Centres d’hébergement
Le cyclone Batsirai, qui passe depuis hier à environ 200 km à l’est de La Réunion, a fortement ralenti sa course et ne se déplace plus qu’à la vitesse de 6 km/h, ce qui signifie qu’il va mettre du temps à s’évacuer. La population, qui a été confinée depuis hier soir dans l’île, va donc le rester et le préfet « n’envisage pas pour l’instant la levée de l’alerte rouge », indique le maire.
Du fait des vents à 160, voire 170 km/h, « de nombreux arbres sont tombés et bloquent les routes, poursuit Serge Hoareau, mais il n’y a pas d’événements majeurs à déplorer sur les bâtiments. Une quinzaine de personnes ont été blessées. » Les réseaux électriques, en revanche, ont souffert : 74 000 foyers ont été privés d’électricité depuis hier soir – environ la moitié ont déjà été rétablis.
Environ 15 000 foyers sont sans connexion internet. Le fournisseur d’accès local, Zeop, indique qu’en revanche le réseau de téléphonie mobile n’est pas impacté, les antennes mobiles étant équipées de batteries de secours qui prennent le relais en cas de coupure de courant.

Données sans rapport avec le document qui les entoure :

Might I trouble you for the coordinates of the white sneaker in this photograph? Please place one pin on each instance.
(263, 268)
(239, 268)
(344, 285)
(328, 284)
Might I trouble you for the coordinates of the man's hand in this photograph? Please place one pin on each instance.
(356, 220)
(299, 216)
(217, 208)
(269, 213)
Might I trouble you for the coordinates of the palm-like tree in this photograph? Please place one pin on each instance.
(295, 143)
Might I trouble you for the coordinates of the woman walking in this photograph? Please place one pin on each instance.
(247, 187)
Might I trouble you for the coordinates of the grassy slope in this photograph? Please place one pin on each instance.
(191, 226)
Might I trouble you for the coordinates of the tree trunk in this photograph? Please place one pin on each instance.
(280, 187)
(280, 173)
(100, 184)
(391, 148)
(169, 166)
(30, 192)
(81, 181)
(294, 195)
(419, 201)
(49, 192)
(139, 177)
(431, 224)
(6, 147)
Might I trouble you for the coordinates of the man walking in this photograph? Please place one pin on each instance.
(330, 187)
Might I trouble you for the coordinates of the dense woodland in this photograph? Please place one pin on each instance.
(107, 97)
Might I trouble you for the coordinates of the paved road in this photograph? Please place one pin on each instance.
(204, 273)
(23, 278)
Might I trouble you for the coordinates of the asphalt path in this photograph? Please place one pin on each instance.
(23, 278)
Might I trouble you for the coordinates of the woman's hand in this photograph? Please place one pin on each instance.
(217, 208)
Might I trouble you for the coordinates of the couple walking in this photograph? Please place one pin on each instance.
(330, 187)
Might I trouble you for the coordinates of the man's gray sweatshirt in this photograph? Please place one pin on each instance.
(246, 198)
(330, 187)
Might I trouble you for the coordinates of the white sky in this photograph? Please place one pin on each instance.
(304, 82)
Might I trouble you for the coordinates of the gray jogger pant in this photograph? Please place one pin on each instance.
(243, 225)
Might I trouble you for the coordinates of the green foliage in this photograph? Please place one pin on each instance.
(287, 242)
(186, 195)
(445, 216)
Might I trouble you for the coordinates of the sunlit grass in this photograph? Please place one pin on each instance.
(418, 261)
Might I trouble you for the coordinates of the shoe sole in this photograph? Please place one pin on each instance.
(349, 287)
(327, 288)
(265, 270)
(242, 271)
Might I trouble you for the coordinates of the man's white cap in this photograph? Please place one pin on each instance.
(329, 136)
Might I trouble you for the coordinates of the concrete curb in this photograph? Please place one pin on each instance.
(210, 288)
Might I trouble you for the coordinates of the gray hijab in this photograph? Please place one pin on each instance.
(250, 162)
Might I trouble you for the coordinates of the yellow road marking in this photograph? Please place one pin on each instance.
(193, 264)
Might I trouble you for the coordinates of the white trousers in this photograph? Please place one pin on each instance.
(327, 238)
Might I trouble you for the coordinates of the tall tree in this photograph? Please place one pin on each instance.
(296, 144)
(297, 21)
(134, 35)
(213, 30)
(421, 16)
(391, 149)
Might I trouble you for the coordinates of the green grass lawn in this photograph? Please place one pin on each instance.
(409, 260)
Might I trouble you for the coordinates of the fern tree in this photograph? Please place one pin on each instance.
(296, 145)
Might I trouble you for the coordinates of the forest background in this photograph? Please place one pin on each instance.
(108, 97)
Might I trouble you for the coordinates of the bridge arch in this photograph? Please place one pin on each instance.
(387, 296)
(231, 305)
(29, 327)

Les 143 centres d’hébergement d’urgence, qui peuvent accueillir quelque 5 600 personnes, sont loin d’être débordés – environ « 200 personnes » y sont actuellement hébergées.
Risques d’inondations
Mais l’inquiétude reste de mise du côté de la préfecture qui a indiqué ce matin que « le pire est à venir ». La stagnation du cyclone au large de l’île fait craindre la poursuite des pluies diluviennes cet après-midi, « et un fort risque de débordement des rivières et des ravines », indique Serge Hoareau. La côte ouest de l’île, qui a été relativement protégée jusqu’à présent, devrait être à son tour affectée par ces pluies. Six cours d’eau (rivière Saint-Denis, rivière des Roches, rivière des Marsouins, rivière Langevin, Rivière des Remparts et Ravine Blanche) sont actuellement en vigilance jaune et risquent de passer en vigilance rouge dans la journée pour risque de crue. La préfecture appelle les riverains de ces cours d’eau à être « très vigilants » et « à se préparer à rejoindre le centre d’hébergement communal le plus proche ».
Serge Hoareau indique avoir contacté ses collègues maires de La Réunion, ce matin, qui ne lui ont pas fait remonter de situation catastrophique pour l’instant. La situation pourrait hélas évoluer dans les heures à venir avec la possible survenue de crues.